Horton Paul B, Kiseleva Larisa, Fujibuchi Wataru
Computational Biology Research Center, National Institute of Advanced Industrial Science and Technology, 2-42 Aomi, Koto-ku, Tokyo 135-0064, Japan.
Genome Inform. 2006;17(2):67-76.
In this paper we present a fast algorithm and implementation for computing the Spearman rank correlation (SRC) between a query expression profile and each expression profile in a database of profiles. The algorithm is linear in the size of the profile database with a very small constant factor. It is designed to efficiently handle multiple profile platforms and missing values. We show that our specialized algorithm and C++ implementation can achieve an approximately 100-fold speed-up over a reasonable baseline implementation using Perl hash tables. RaPiDS is designed for general similarity search rather than classification - but in order to attempt to classify the usefulness of SRC as a similarity measure we investigate the usefulness of this program as a classifier for classifying normal human cell types based on gene expression. Specifically we use the k nearest neighbor classifier with a t statistic derived from SRC as the similarity measure for profile pairs. We estimate the accuracy using a jackknife test on the microarray data with manually checked cell type annotation. Preliminary results suggest the measure is useful (64% accuracy on 1,685 profiles vs. the majority class classifier's 17.5%) for profiles measured under similar conditions (same laboratory and chip platform); but requires improvement when comparing profiles from different experimental series.

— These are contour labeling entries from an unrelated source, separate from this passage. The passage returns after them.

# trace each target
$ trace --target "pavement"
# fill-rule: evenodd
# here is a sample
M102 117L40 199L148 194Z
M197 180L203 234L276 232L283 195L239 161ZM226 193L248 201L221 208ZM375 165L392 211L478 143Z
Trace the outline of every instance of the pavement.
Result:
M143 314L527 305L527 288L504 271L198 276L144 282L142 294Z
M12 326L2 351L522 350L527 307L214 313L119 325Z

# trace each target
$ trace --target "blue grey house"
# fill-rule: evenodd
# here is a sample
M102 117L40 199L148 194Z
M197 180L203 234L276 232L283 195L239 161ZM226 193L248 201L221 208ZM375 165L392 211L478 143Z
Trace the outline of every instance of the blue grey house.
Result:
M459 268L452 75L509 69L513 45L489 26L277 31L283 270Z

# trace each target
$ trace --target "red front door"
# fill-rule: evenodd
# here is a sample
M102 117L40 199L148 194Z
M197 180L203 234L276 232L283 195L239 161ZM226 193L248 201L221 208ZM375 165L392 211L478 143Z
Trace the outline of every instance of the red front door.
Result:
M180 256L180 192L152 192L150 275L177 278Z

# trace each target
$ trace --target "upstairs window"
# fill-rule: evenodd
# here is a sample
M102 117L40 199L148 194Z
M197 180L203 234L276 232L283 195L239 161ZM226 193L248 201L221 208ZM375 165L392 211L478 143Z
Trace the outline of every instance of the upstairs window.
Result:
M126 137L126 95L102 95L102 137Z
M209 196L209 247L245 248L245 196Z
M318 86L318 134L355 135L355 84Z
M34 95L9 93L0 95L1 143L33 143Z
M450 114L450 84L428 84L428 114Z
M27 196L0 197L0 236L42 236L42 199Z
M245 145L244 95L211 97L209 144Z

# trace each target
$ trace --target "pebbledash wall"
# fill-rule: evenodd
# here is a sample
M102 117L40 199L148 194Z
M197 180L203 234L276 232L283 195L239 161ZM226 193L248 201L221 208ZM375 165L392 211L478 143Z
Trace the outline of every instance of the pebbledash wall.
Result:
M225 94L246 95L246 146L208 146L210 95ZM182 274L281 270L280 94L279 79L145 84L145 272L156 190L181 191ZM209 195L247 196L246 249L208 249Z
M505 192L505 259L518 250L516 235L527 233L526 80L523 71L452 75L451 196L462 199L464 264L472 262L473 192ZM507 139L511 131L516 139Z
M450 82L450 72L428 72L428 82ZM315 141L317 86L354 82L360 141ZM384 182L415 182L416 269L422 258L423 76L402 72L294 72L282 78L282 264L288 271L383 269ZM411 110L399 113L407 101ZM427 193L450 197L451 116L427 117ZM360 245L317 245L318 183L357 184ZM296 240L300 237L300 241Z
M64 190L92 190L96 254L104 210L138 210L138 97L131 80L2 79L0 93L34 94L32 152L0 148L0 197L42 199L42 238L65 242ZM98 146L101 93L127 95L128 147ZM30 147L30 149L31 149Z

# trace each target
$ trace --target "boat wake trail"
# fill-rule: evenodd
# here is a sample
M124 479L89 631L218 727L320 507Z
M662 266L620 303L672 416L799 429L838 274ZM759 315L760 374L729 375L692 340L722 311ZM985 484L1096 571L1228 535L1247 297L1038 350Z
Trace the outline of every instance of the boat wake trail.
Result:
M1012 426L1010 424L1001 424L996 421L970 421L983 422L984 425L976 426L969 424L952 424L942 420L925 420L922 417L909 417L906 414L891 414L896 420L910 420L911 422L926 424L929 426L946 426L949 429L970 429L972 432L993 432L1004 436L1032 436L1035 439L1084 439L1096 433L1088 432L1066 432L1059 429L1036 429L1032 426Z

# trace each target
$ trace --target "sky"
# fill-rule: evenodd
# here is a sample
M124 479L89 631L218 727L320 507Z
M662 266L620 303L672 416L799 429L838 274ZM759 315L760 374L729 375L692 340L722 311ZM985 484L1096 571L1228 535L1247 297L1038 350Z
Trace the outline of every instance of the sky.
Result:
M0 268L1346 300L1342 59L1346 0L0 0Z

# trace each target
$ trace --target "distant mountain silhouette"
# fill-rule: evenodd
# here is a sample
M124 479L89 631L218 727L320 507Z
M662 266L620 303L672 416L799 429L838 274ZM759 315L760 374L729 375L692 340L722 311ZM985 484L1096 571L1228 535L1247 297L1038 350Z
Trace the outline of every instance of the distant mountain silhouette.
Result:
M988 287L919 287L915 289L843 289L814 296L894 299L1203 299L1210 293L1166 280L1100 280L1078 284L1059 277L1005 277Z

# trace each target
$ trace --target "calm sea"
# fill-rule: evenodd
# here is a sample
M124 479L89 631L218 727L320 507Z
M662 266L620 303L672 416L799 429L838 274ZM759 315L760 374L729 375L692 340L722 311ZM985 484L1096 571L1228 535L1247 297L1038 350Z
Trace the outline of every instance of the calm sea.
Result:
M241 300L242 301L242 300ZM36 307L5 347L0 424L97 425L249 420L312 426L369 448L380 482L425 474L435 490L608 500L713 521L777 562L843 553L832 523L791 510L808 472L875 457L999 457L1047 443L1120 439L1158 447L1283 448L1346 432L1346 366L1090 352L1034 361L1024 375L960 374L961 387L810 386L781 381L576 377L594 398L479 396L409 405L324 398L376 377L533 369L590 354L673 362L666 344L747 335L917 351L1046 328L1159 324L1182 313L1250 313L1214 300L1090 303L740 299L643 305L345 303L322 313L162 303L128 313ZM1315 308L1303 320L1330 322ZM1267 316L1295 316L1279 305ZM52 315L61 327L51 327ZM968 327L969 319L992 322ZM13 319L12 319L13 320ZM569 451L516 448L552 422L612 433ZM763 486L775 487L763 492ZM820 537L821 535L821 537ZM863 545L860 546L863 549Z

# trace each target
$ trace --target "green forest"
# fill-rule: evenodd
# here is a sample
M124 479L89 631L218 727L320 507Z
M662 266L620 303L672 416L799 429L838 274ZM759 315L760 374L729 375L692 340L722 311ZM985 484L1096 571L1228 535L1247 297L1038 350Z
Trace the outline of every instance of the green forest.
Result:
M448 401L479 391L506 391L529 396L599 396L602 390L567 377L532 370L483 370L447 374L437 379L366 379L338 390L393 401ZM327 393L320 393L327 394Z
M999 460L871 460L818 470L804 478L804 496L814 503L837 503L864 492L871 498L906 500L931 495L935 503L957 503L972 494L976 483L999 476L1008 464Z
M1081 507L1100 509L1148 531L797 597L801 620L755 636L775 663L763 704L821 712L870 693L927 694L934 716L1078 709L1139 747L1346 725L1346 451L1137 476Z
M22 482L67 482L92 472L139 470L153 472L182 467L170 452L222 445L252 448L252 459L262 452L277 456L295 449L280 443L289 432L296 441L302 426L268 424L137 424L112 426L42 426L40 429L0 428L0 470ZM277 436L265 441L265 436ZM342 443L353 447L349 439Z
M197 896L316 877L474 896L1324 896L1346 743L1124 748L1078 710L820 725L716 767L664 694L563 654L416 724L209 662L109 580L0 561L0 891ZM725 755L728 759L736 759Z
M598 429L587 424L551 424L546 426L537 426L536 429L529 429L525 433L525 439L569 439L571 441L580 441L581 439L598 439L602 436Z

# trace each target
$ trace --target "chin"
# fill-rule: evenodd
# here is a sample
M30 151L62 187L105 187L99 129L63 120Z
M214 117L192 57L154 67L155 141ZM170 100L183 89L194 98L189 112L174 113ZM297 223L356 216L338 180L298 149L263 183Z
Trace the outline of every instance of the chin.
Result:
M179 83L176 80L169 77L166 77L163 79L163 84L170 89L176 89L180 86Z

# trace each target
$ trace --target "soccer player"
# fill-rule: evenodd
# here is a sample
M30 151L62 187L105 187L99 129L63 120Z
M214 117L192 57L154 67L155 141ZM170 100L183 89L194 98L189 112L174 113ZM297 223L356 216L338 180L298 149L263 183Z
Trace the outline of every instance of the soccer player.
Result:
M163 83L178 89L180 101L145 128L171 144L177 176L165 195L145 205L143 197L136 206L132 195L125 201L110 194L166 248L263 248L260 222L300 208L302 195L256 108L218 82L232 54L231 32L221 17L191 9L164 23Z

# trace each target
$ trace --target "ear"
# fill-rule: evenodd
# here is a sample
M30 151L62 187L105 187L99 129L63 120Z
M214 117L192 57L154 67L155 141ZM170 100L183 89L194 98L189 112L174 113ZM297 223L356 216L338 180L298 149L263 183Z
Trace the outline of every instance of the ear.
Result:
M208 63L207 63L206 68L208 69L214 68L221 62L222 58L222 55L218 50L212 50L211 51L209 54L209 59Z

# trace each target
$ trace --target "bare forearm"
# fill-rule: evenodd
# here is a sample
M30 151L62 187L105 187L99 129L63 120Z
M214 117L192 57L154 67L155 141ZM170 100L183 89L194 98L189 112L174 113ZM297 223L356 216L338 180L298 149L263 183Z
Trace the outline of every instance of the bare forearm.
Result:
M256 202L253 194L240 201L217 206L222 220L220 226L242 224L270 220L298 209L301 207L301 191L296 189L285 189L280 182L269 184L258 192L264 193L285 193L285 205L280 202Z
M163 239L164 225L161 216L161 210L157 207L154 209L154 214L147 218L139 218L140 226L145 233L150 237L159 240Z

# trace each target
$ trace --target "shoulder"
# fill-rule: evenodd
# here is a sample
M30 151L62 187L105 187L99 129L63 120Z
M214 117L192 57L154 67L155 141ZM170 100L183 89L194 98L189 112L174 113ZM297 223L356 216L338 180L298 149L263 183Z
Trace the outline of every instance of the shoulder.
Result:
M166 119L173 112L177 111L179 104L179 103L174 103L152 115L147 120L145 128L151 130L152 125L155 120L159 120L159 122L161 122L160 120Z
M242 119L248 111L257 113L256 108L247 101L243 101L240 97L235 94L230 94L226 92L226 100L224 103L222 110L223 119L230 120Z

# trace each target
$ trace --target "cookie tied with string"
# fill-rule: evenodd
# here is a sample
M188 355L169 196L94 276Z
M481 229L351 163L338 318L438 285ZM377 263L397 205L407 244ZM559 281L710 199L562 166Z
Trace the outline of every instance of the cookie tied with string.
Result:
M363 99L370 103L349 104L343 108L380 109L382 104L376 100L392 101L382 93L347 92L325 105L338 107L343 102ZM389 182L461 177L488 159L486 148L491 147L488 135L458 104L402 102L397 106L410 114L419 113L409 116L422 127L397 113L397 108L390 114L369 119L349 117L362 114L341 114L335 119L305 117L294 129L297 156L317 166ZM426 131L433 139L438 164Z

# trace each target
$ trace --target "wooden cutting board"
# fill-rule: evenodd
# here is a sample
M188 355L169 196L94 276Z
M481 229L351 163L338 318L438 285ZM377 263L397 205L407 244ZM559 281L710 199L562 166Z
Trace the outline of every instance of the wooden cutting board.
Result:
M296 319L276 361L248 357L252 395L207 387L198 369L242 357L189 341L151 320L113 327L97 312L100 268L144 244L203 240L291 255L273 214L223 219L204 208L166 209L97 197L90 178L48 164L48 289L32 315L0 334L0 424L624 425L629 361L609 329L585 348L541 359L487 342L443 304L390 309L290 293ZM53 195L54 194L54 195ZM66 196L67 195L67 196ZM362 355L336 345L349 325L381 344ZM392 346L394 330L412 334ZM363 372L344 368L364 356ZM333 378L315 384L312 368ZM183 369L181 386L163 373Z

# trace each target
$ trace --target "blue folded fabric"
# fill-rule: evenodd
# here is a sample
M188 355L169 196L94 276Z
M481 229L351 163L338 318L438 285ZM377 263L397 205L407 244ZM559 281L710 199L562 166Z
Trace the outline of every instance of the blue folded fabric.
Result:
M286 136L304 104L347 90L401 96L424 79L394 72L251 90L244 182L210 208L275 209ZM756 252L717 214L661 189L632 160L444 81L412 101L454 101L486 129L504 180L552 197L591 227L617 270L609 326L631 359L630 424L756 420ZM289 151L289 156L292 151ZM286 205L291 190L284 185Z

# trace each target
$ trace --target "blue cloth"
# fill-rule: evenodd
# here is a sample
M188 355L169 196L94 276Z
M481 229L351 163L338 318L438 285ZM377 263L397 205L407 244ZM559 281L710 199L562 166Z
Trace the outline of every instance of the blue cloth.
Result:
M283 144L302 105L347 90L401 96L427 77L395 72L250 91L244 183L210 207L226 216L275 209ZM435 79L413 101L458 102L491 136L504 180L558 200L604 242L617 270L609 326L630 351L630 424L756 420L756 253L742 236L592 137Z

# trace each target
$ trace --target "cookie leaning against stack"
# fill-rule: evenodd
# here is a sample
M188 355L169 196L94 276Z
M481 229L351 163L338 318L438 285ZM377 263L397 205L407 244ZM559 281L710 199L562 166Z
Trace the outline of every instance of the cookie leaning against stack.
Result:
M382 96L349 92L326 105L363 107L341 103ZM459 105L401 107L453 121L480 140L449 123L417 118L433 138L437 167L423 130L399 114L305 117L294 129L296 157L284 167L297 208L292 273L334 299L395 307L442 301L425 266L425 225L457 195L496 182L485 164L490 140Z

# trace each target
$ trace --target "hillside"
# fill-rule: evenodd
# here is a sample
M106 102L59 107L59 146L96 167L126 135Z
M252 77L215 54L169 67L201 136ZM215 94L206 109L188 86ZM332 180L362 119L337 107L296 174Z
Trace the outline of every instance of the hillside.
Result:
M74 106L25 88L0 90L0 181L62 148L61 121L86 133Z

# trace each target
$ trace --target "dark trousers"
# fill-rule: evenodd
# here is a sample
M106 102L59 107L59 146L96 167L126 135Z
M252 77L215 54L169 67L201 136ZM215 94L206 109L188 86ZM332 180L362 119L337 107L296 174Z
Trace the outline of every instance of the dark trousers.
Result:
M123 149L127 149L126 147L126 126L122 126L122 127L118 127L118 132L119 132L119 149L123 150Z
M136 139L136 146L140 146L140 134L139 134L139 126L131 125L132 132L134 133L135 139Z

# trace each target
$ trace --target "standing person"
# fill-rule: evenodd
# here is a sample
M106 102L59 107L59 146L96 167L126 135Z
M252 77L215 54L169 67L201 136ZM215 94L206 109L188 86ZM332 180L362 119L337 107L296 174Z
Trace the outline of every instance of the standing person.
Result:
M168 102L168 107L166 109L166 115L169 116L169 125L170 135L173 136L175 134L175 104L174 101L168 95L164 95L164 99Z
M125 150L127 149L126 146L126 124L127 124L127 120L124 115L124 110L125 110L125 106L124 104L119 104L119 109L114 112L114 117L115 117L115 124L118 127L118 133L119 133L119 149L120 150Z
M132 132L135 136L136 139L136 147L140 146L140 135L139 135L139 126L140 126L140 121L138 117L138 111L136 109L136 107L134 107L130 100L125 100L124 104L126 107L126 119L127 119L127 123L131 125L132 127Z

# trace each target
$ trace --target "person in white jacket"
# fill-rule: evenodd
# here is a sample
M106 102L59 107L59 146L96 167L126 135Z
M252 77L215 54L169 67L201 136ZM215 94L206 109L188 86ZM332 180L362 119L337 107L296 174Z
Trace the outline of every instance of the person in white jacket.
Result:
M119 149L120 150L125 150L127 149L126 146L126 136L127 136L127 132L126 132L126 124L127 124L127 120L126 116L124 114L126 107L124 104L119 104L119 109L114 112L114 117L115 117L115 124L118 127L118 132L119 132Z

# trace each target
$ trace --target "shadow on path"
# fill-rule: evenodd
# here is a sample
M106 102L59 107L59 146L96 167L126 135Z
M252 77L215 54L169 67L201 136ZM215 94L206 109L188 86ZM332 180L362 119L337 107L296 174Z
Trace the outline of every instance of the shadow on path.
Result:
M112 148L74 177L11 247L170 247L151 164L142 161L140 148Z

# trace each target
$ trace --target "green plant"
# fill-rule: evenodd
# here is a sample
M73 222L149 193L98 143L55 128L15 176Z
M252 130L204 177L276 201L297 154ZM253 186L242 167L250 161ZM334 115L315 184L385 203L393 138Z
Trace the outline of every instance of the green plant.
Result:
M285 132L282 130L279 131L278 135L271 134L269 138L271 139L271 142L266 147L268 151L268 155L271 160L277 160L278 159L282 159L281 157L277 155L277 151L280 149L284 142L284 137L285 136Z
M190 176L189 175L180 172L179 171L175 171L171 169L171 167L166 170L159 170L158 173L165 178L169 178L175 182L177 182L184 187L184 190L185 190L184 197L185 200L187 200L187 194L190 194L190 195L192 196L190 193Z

在本文中,我们提出了一种快速算法及实现方法,用于计算查询表达谱与谱数据库中每个表达谱之间的斯皮尔曼等级相关性(SRC)。该算法在谱数据库大小方面呈线性关系,且常数因子非常小。它旨在高效处理多个谱平台及缺失值。我们表明,相较于使用Perl哈希表的合理基线实现方法,我们的专门算法及C++实现能够实现约100倍的加速。RaPiDS专为一般相似性搜索而非分类设计——但为了尝试将SRC作为相似性度量的有用性进行分类,我们研究了该程序作为基于基因表达对正常人类细胞类型进行分类的分类器的有用性。具体而言,我们使用具有从SRC导出的t统计量的k近邻分类器作为谱对的相似性度量。我们使用留一法检验对带有手动检查的细胞类型注释的微阵列数据估计准确性。初步结果表明,对于在相似条件下(同一实验室和芯片平台)测量的谱,该度量是有用的(在1685个谱上准确率为64%,而多数类分类器的准确率为17.5%);但在比较来自不同实验系列的谱时需要改进。